Bei den zweiten Ökosozialen Hochschultagen an der Uni Köln dreht sich am 11. und 12. Januar 2012 alles um Wirtschaftswachstum. Kann die Wirtschaft weiterhin so wachsen wie in den letzten Jahrzehnten? Muss nicht radikal auf “grünes Wachstum” umgesteuert werden, damit dies nicht auf dem Rücken anderer geschieht? Und ist das Vertrauen auf “grünes Wachstum” und saubere Energien nicht eine riskante Wette auf den technischen Fortschritt? Sollte deshalb eine “Postwachstumsgesellschaft” das Ziel sein?
Zum Programm
Am Mittwoch, 11. Januar, fragen wir ab 12 Uhr im Hörsaal VI zunächst: Wo stehen wir? Welche “Karriere” das Wachstum im Lauf der Geschichte gemacht hat, erläutert der Kölner Wirtschaftshistoriker Prof. em. Toni Pierenkemper. Die ökologischen Folgen, die das mit sich brachte, beschreibt Tilman Santarius, Vorstand von Germanwatch und Referent für internationale Klimapolitik bei der Heinrich-Böll-Stiftung. Welche sozialen Folgen Wachstum, insbesondere in Entwicklungsländern, hat, ist Thema des dritten Vortrags von Dr. Markus Loewe vom Deutschen Institut für Entwicklungspolitik.
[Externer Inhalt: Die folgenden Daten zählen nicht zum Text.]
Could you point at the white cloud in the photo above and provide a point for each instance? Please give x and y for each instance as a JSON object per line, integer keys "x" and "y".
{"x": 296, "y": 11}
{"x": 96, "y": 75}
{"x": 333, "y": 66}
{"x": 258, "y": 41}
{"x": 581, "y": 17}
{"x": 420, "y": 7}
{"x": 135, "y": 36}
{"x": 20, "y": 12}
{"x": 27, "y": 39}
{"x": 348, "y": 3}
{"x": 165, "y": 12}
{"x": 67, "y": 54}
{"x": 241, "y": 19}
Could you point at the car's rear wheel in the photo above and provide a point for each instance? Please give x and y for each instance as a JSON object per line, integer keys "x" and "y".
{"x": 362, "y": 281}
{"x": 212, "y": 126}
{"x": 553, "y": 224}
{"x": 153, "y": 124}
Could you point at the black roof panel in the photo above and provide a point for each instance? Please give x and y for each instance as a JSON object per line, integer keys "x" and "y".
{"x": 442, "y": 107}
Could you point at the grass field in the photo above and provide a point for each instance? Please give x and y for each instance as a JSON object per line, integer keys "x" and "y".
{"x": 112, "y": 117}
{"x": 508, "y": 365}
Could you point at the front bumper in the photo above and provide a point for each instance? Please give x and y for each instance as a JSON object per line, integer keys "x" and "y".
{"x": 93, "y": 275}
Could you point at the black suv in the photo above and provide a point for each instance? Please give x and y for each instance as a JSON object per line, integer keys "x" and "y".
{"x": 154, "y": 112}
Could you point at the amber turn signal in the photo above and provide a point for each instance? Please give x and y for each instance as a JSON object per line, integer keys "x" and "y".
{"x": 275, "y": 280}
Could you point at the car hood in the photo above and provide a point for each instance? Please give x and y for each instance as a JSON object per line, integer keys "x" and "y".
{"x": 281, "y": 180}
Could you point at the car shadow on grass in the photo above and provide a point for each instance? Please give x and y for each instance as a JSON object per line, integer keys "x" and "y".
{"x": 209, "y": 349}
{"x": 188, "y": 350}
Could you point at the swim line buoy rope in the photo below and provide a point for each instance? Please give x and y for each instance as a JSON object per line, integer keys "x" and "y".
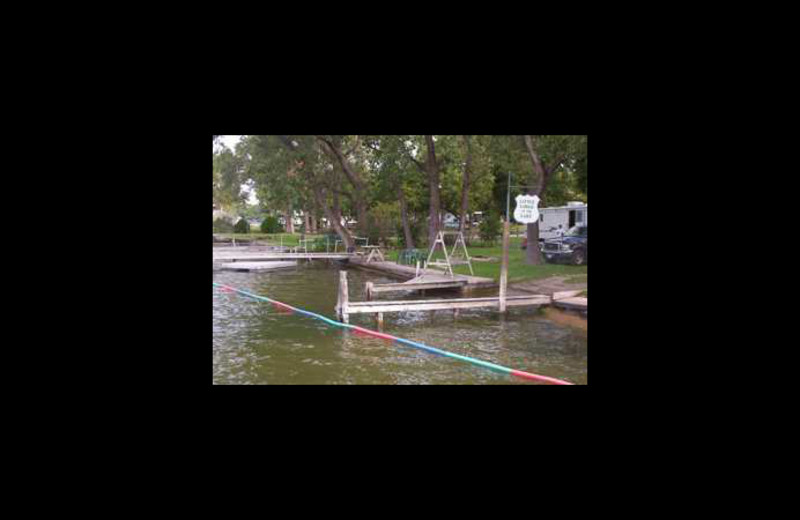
{"x": 485, "y": 364}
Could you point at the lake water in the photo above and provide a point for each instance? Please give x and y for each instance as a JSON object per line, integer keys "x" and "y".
{"x": 255, "y": 343}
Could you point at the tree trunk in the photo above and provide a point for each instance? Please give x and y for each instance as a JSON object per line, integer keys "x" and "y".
{"x": 533, "y": 255}
{"x": 334, "y": 216}
{"x": 289, "y": 220}
{"x": 404, "y": 216}
{"x": 433, "y": 183}
{"x": 359, "y": 188}
{"x": 462, "y": 225}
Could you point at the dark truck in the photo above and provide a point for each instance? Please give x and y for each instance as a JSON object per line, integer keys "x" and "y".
{"x": 570, "y": 248}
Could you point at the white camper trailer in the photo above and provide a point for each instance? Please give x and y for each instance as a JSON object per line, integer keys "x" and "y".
{"x": 554, "y": 221}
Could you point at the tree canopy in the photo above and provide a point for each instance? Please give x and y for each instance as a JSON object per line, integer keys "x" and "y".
{"x": 355, "y": 181}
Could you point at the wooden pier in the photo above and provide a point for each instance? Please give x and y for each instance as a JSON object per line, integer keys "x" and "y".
{"x": 344, "y": 307}
{"x": 570, "y": 300}
{"x": 256, "y": 266}
{"x": 244, "y": 256}
{"x": 413, "y": 285}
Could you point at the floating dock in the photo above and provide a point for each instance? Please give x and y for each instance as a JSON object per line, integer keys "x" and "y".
{"x": 254, "y": 256}
{"x": 344, "y": 307}
{"x": 255, "y": 266}
{"x": 409, "y": 274}
{"x": 570, "y": 300}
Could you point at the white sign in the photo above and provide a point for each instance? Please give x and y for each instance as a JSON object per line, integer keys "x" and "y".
{"x": 527, "y": 210}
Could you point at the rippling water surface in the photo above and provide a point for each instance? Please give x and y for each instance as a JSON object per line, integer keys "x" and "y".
{"x": 255, "y": 343}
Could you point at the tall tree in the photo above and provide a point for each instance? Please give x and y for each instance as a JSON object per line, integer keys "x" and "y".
{"x": 546, "y": 154}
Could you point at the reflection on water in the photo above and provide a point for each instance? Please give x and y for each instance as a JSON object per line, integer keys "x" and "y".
{"x": 255, "y": 343}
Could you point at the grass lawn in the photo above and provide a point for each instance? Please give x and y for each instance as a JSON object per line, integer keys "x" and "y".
{"x": 518, "y": 270}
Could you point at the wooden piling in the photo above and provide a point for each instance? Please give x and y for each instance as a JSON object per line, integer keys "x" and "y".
{"x": 342, "y": 300}
{"x": 504, "y": 268}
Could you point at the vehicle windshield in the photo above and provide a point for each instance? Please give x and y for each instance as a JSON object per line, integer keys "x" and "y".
{"x": 576, "y": 231}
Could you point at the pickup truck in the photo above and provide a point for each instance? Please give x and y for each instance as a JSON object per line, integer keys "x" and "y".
{"x": 570, "y": 248}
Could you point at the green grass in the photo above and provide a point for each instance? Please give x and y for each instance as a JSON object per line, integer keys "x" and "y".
{"x": 518, "y": 270}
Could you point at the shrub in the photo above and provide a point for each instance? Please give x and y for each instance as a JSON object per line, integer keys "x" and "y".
{"x": 381, "y": 221}
{"x": 490, "y": 228}
{"x": 223, "y": 225}
{"x": 242, "y": 227}
{"x": 416, "y": 232}
{"x": 271, "y": 225}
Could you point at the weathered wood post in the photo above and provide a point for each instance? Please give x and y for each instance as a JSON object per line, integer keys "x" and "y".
{"x": 504, "y": 268}
{"x": 342, "y": 300}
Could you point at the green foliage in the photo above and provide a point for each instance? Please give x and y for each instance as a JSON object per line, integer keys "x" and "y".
{"x": 271, "y": 225}
{"x": 416, "y": 233}
{"x": 223, "y": 225}
{"x": 242, "y": 227}
{"x": 381, "y": 222}
{"x": 490, "y": 228}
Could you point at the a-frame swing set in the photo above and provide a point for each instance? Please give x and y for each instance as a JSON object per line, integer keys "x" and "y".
{"x": 454, "y": 258}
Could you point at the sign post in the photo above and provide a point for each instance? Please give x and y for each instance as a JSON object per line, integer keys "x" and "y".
{"x": 504, "y": 268}
{"x": 526, "y": 212}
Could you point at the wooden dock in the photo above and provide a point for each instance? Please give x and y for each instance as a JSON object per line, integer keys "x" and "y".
{"x": 570, "y": 300}
{"x": 409, "y": 273}
{"x": 344, "y": 307}
{"x": 413, "y": 285}
{"x": 255, "y": 256}
{"x": 256, "y": 266}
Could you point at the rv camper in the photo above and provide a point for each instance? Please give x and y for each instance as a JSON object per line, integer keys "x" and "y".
{"x": 555, "y": 221}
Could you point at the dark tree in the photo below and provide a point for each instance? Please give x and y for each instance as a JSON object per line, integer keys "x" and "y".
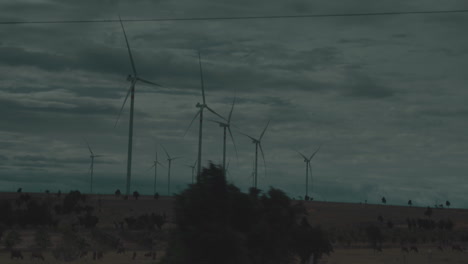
{"x": 380, "y": 218}
{"x": 136, "y": 195}
{"x": 217, "y": 223}
{"x": 390, "y": 224}
{"x": 310, "y": 242}
{"x": 428, "y": 212}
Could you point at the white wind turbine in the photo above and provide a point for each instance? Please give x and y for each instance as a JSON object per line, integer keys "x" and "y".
{"x": 91, "y": 168}
{"x": 133, "y": 79}
{"x": 308, "y": 168}
{"x": 169, "y": 161}
{"x": 155, "y": 166}
{"x": 258, "y": 144}
{"x": 227, "y": 126}
{"x": 193, "y": 169}
{"x": 200, "y": 113}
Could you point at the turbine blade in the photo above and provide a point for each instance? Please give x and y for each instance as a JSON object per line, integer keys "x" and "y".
{"x": 214, "y": 121}
{"x": 88, "y": 146}
{"x": 233, "y": 143}
{"x": 128, "y": 47}
{"x": 264, "y": 131}
{"x": 125, "y": 100}
{"x": 195, "y": 117}
{"x": 310, "y": 173}
{"x": 214, "y": 112}
{"x": 201, "y": 78}
{"x": 148, "y": 82}
{"x": 254, "y": 139}
{"x": 167, "y": 154}
{"x": 315, "y": 152}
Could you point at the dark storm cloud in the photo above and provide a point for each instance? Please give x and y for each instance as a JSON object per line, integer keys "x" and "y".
{"x": 363, "y": 86}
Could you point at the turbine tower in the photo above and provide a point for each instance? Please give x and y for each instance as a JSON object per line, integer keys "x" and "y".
{"x": 200, "y": 113}
{"x": 227, "y": 126}
{"x": 155, "y": 166}
{"x": 308, "y": 168}
{"x": 193, "y": 169}
{"x": 169, "y": 161}
{"x": 92, "y": 156}
{"x": 133, "y": 79}
{"x": 258, "y": 144}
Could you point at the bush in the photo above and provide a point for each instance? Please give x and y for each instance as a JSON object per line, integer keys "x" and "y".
{"x": 11, "y": 239}
{"x": 42, "y": 239}
{"x": 216, "y": 223}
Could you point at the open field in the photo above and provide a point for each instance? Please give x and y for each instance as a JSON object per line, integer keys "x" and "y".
{"x": 337, "y": 218}
{"x": 340, "y": 256}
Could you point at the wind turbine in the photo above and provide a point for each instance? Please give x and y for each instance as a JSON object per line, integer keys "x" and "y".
{"x": 92, "y": 156}
{"x": 308, "y": 168}
{"x": 133, "y": 79}
{"x": 200, "y": 113}
{"x": 155, "y": 166}
{"x": 258, "y": 144}
{"x": 227, "y": 126}
{"x": 193, "y": 169}
{"x": 169, "y": 161}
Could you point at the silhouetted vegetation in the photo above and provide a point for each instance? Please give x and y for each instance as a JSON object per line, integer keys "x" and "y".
{"x": 217, "y": 223}
{"x": 428, "y": 212}
{"x": 70, "y": 247}
{"x": 42, "y": 239}
{"x": 11, "y": 239}
{"x": 146, "y": 221}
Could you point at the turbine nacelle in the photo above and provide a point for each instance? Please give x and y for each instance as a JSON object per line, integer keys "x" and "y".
{"x": 198, "y": 105}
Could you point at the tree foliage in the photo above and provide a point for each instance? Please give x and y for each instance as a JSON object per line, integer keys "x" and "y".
{"x": 217, "y": 223}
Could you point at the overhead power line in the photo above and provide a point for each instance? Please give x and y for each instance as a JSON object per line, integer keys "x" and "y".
{"x": 234, "y": 17}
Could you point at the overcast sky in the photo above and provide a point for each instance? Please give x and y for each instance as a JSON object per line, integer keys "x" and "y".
{"x": 384, "y": 95}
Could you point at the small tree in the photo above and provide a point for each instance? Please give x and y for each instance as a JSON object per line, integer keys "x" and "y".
{"x": 11, "y": 239}
{"x": 42, "y": 239}
{"x": 428, "y": 212}
{"x": 136, "y": 195}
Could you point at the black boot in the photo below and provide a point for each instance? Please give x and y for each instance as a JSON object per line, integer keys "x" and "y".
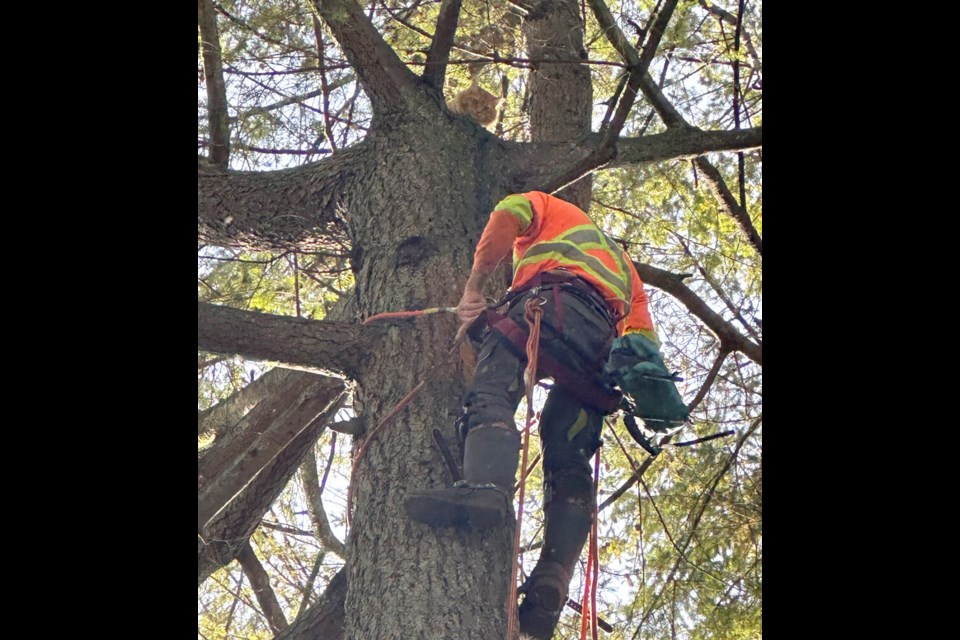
{"x": 568, "y": 518}
{"x": 482, "y": 499}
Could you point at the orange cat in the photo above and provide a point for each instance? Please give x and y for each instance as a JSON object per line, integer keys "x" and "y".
{"x": 476, "y": 103}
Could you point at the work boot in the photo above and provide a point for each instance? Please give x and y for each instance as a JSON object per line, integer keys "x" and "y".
{"x": 545, "y": 594}
{"x": 482, "y": 499}
{"x": 568, "y": 518}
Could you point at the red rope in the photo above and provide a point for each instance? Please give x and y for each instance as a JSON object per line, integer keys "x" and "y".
{"x": 394, "y": 315}
{"x": 533, "y": 311}
{"x": 404, "y": 401}
{"x": 594, "y": 549}
{"x": 592, "y": 574}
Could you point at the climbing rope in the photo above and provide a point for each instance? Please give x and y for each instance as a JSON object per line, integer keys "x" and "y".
{"x": 592, "y": 575}
{"x": 532, "y": 312}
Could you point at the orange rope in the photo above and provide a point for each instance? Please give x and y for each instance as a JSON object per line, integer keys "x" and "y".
{"x": 533, "y": 311}
{"x": 594, "y": 549}
{"x": 588, "y": 610}
{"x": 404, "y": 401}
{"x": 395, "y": 315}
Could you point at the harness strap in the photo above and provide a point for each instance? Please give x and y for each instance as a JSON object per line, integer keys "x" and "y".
{"x": 585, "y": 389}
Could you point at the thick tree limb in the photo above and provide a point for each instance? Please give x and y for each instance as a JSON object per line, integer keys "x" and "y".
{"x": 290, "y": 208}
{"x": 673, "y": 119}
{"x": 267, "y": 430}
{"x": 219, "y": 122}
{"x": 386, "y": 80}
{"x": 553, "y": 30}
{"x": 325, "y": 618}
{"x": 260, "y": 582}
{"x": 688, "y": 143}
{"x": 607, "y": 149}
{"x": 316, "y": 345}
{"x": 226, "y": 414}
{"x": 436, "y": 63}
{"x": 224, "y": 536}
{"x": 725, "y": 331}
{"x": 532, "y": 165}
{"x": 728, "y": 203}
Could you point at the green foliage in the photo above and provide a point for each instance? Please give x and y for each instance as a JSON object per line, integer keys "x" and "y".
{"x": 681, "y": 556}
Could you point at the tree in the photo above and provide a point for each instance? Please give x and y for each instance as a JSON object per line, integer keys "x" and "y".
{"x": 387, "y": 218}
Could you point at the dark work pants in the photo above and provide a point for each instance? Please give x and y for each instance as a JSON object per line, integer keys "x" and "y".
{"x": 576, "y": 330}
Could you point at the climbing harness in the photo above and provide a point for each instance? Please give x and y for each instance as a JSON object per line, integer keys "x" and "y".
{"x": 533, "y": 312}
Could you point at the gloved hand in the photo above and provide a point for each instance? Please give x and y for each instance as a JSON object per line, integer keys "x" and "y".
{"x": 636, "y": 366}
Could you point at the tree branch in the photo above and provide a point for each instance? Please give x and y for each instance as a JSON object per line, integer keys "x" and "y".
{"x": 226, "y": 414}
{"x": 216, "y": 88}
{"x": 728, "y": 203}
{"x": 709, "y": 379}
{"x": 725, "y": 331}
{"x": 267, "y": 430}
{"x": 672, "y": 118}
{"x": 729, "y": 18}
{"x": 436, "y": 63}
{"x": 679, "y": 144}
{"x": 223, "y": 537}
{"x": 316, "y": 345}
{"x": 321, "y": 524}
{"x": 532, "y": 164}
{"x": 260, "y": 582}
{"x": 607, "y": 148}
{"x": 294, "y": 208}
{"x": 385, "y": 78}
{"x": 325, "y": 618}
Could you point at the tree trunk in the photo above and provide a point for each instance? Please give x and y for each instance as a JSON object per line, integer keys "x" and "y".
{"x": 407, "y": 580}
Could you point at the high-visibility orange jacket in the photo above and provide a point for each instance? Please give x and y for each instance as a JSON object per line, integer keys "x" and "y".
{"x": 546, "y": 234}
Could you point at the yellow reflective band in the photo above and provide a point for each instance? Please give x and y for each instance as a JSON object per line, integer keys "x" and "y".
{"x": 589, "y": 264}
{"x": 567, "y": 253}
{"x": 577, "y": 426}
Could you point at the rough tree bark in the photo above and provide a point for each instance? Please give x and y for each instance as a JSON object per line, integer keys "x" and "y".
{"x": 412, "y": 198}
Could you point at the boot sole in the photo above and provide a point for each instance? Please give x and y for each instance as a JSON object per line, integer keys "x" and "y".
{"x": 443, "y": 512}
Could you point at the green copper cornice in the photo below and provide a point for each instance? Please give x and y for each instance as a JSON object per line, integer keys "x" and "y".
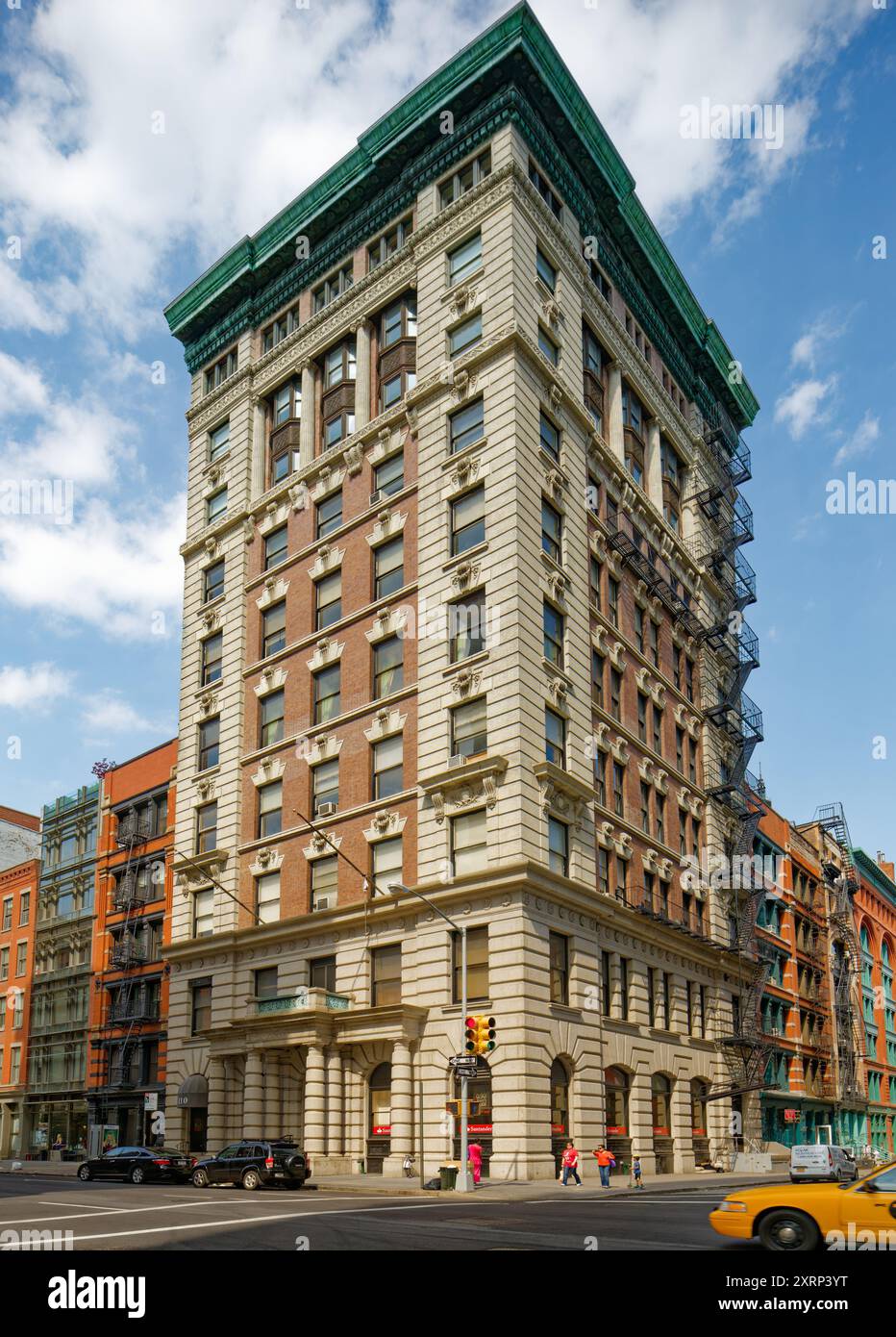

Am Mittwochnachmittag sollen zwei Seminare im Neuen Senatssaal die Frage klären, warum unsere Volkswirtschaften überhaupt wachsen. Aus makroökonomischer Perspektive beleuchtet ab 14.30 Uhr Dr. Dominik Enste vom Institut der Deutschen Wirtschaft das Thema. Ob die Antwort auf die Frage in der Natur des Menschen liegt, ist ab 16:30 Uhr Thema des zweiten Seminars, das der Kölner Wirtschafts- und Sozialopsychologe Prof. Detlef Fetchenhauer gestalten wird.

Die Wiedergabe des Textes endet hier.